DCEASED is a limited series and not part of any canon within the DC universe, which is helpful, there isn’t any background for you to familiarise yourself with in order to understand it. It can be enjoyed in isolation.
And, despite the exceptionally dark story, it is enjoyable. There are moments of humour mostly delivered by Oliver Queen, Arrow, flashes of light in a nightmare of superpowers turned against those they used to protect.
In a slew of zombie stories, a genre which is a particular favourite of mine, DCEASED has found a place among my favourites for asking the question; what happens in an undead apocalypse where the undead have superpowers? How do ordinary people defend themselves when the monsters were once their protectors with powers that can’t be controlled? Rather than throwing themselves into the battle, for the good of everyone else, most superheroes hide, aware of the damage they could cause, while others try to change what has happened but are limited by what they can do.
The artwork is everything I’ve come to expect from DC, gritty and realistic. Despite the subject matter, it is actually quite colourful which makes for very easy reading from panel to panel. It’s not gratuitous in the gore either, so despite the nightmarish front cover, it is suitable for young adults. Particularly as the few incidents of swearing are covered with symbols.

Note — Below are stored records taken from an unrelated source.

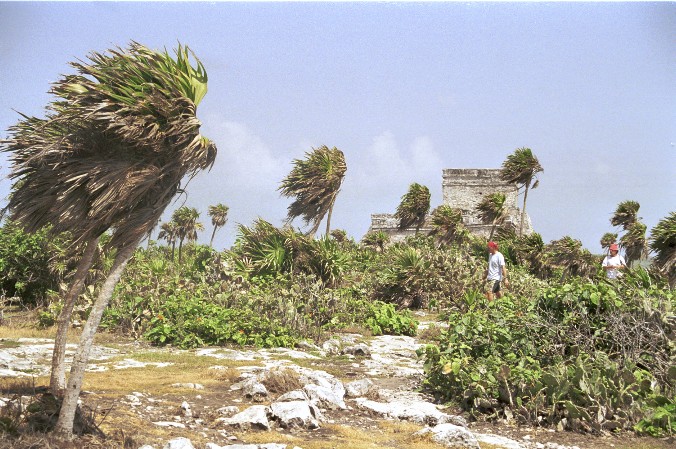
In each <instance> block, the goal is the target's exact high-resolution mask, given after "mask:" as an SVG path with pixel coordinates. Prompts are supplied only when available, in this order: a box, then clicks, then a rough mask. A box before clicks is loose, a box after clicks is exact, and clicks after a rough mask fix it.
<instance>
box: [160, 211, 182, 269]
mask: <svg viewBox="0 0 676 449" xmlns="http://www.w3.org/2000/svg"><path fill="white" fill-rule="evenodd" d="M177 236H178V228H177V226H176V222H175V221H168V222H166V223H162V225H160V232H159V233H158V234H157V238H158V239H164V240H166V241H167V245H171V261H172V262H173V261H174V253H175V250H176V237H177Z"/></svg>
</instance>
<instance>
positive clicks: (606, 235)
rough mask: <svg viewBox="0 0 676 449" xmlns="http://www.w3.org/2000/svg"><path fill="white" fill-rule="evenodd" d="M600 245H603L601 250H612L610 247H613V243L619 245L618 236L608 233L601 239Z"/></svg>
mask: <svg viewBox="0 0 676 449" xmlns="http://www.w3.org/2000/svg"><path fill="white" fill-rule="evenodd" d="M599 243H600V244H601V248H603V249H604V250H607V249H608V248H610V245H612V244H613V243H617V234H615V233H612V232H606V233H605V234H603V236H602V237H601V240H600V241H599Z"/></svg>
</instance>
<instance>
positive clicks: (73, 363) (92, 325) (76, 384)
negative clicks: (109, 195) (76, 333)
mask: <svg viewBox="0 0 676 449" xmlns="http://www.w3.org/2000/svg"><path fill="white" fill-rule="evenodd" d="M139 241H140V240H139V239H136V241H134V242H132V243H131V244H130V245H129V246H126V247H124V248H122V249H120V251H119V252H118V253H117V256H116V257H115V261H114V262H113V266H112V268H111V269H110V272H109V273H108V277H107V278H106V280H105V281H104V283H103V286H102V287H101V291H100V292H99V295H98V297H97V298H96V302H95V303H94V306H93V307H92V310H91V312H90V314H89V318H88V319H87V322H86V323H85V326H84V329H83V330H82V335H81V336H80V344H79V346H78V348H77V351H76V353H75V355H74V356H73V364H72V366H71V369H70V376H68V385H67V390H66V392H65V395H64V398H63V404H62V405H61V411H60V413H59V420H58V421H57V423H56V427H55V428H54V432H55V433H56V434H58V435H61V436H63V437H65V438H67V439H71V438H72V437H73V423H74V421H75V411H76V409H77V401H78V399H79V397H80V391H81V390H82V380H83V378H84V371H85V368H86V367H87V362H88V361H89V353H90V352H91V348H92V344H93V342H94V335H95V334H96V330H97V329H98V327H99V324H100V323H101V317H102V316H103V311H104V310H105V308H106V307H107V306H108V303H109V302H110V300H111V298H112V297H113V291H114V290H115V285H117V283H118V281H119V280H120V277H121V276H122V273H123V272H124V268H125V266H126V265H127V262H128V261H129V259H130V258H131V256H132V255H133V254H134V250H135V249H136V247H137V246H138V244H139Z"/></svg>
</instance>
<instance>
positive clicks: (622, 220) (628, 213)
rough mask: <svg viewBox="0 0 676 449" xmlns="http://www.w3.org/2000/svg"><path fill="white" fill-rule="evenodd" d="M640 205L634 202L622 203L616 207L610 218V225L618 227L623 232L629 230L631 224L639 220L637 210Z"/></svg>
mask: <svg viewBox="0 0 676 449" xmlns="http://www.w3.org/2000/svg"><path fill="white" fill-rule="evenodd" d="M640 207H641V205H640V204H639V203H638V202H636V201H631V200H627V201H622V202H621V203H620V204H618V205H617V208H616V209H615V213H614V214H613V216H612V217H611V218H610V224H611V225H613V226H620V227H621V228H622V229H624V230H625V231H626V230H628V229H629V226H631V225H632V224H633V223H636V222H637V221H638V220H640V218H639V217H638V210H639V209H640Z"/></svg>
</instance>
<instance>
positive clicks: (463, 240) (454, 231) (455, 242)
mask: <svg viewBox="0 0 676 449" xmlns="http://www.w3.org/2000/svg"><path fill="white" fill-rule="evenodd" d="M430 235H434V236H436V237H437V241H438V242H439V243H443V244H446V245H450V244H452V243H457V244H460V245H461V244H463V243H465V242H466V241H467V239H468V238H469V231H468V230H467V228H465V226H464V225H463V223H462V212H461V211H460V210H459V209H455V208H453V207H451V206H449V205H448V204H442V205H441V206H439V207H437V208H436V209H434V210H433V211H432V231H431V232H430Z"/></svg>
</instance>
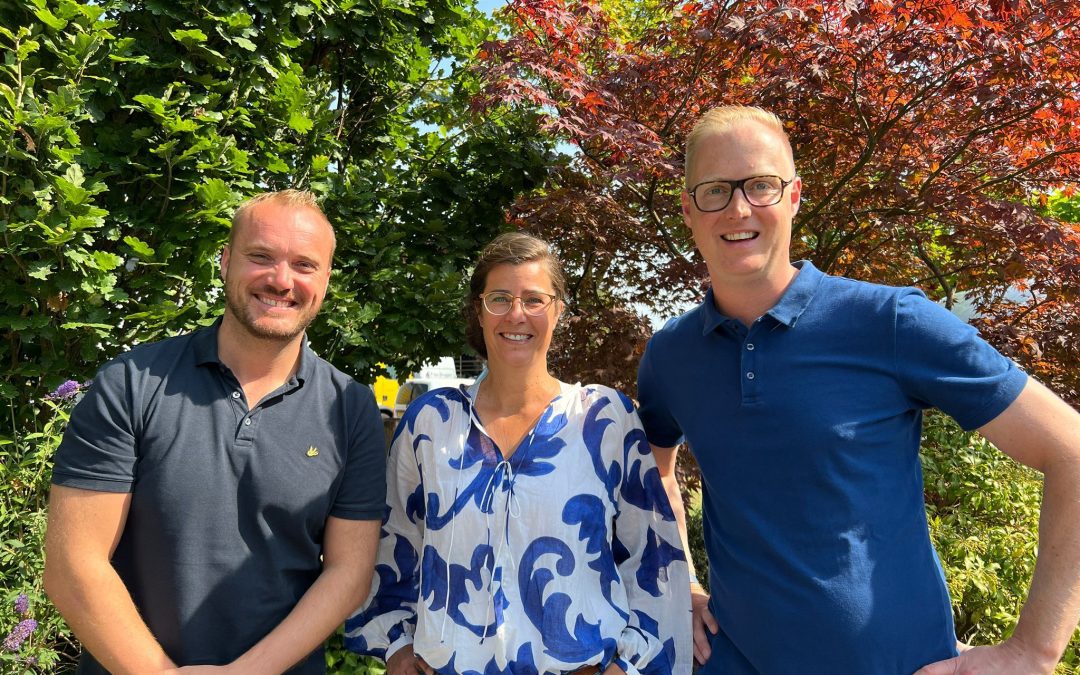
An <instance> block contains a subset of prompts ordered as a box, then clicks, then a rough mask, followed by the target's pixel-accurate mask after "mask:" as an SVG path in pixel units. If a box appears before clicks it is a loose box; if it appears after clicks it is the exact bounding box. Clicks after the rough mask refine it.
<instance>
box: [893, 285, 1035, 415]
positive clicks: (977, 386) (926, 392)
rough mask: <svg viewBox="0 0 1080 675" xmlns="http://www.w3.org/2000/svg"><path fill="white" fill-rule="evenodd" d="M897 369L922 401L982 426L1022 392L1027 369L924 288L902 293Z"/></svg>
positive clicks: (907, 394) (916, 397) (899, 325)
mask: <svg viewBox="0 0 1080 675" xmlns="http://www.w3.org/2000/svg"><path fill="white" fill-rule="evenodd" d="M895 322H896V323H895V354H896V360H895V366H894V367H895V373H896V377H897V379H899V380H900V382H901V384H902V386H903V388H904V391H905V392H906V393H907V395H908V396H909V397H912V399H913V400H914V402H915V403H916V404H917V405H919V406H921V407H936V408H940V409H941V410H943V411H944V413H946V414H947V415H949V416H950V417H953V418H954V419H955V420H956V421H957V422H958V423H959V424H960V426H961V427H963V428H964V429H968V430H971V429H977V428H978V427H982V426H983V424H986V423H987V422H989V421H991V420H993V419H994V418H996V417H997V416H998V415H1000V414H1001V413H1002V411H1003V410H1004V409H1005V408H1007V407H1009V405H1010V404H1011V403H1012V402H1013V401H1014V400H1015V399H1016V396H1018V395H1020V392H1021V390H1022V389H1024V384H1025V383H1026V382H1027V375H1026V374H1024V372H1023V370H1021V369H1020V368H1017V367H1016V364H1015V363H1013V362H1012V361H1011V360H1009V359H1007V357H1005V356H1003V355H1002V354H1001V353H999V352H998V351H997V350H996V349H994V348H993V347H990V345H989V343H988V342H986V340H984V339H983V338H982V337H981V336H980V335H978V332H977V330H975V328H974V327H972V326H970V325H968V324H966V323H964V322H962V321H961V320H960V319H958V318H957V316H955V315H954V314H953V313H950V312H949V311H948V310H946V309H945V308H943V307H941V306H940V305H937V303H936V302H932V301H930V300H929V299H928V298H927V297H926V296H924V295H923V294H922V293H921V292H920V291H918V289H915V288H905V289H903V291H902V292H901V293H900V294H899V295H897V296H896V308H895Z"/></svg>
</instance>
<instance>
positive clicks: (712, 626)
mask: <svg viewBox="0 0 1080 675" xmlns="http://www.w3.org/2000/svg"><path fill="white" fill-rule="evenodd" d="M649 447H651V448H652V456H653V457H654V458H656V460H657V469H658V470H659V472H660V482H661V483H663V485H664V492H666V494H667V501H670V502H671V505H672V512H673V513H674V514H675V523H676V524H677V525H678V536H679V537H680V538H681V539H683V550H684V551H686V563H687V565H688V566H689V567H690V578H691V579H697V576H698V575H697V571H696V570H694V568H693V556H692V555H691V554H690V541H689V537H688V536H687V534H686V505H685V504H684V503H683V492H681V491H680V490H679V488H678V480H677V478H676V477H675V460H676V458H677V454H678V447H669V448H662V447H657V446H654V445H651V444H650V445H649ZM690 607H691V608H692V609H693V658H694V659H697V660H698V663H704V662H705V661H707V660H708V656H710V654H711V653H712V648H711V647H710V646H708V636H707V635H706V634H705V630H706V629H707V630H708V632H710V633H713V634H714V635H715V634H716V632H717V631H718V630H720V626H719V624H718V623H716V619H715V618H714V617H713V613H712V612H711V611H708V594H707V593H705V590H704V589H703V588H701V584H700V583H698V582H696V581H691V582H690Z"/></svg>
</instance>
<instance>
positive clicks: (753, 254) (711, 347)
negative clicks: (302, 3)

As in all good stories, elements stuck with me after I’d finished. The Harley Quinn / Poison Ivy storyline gave me strong females in their own right and an ending to the relationship between Harley Quinn and the Joker that was very satisfying. At the end of the book, there are variants of the front covers for each of the individual comics. My personal favourite is the Stephen King’s IT and Robin crossover which encapsulated the story, the vulnerability of humans and heroes alike. It seems DC’s entire catalogue of superheroes are given their moment to try and save the world, and it is written with an unidentified narrator’s voice which leaves you wondering if any of the superheroes make it to the end. So, if you’re a fan of zombies, superheroes, and DC in general, then you will really appreciate DCEASED.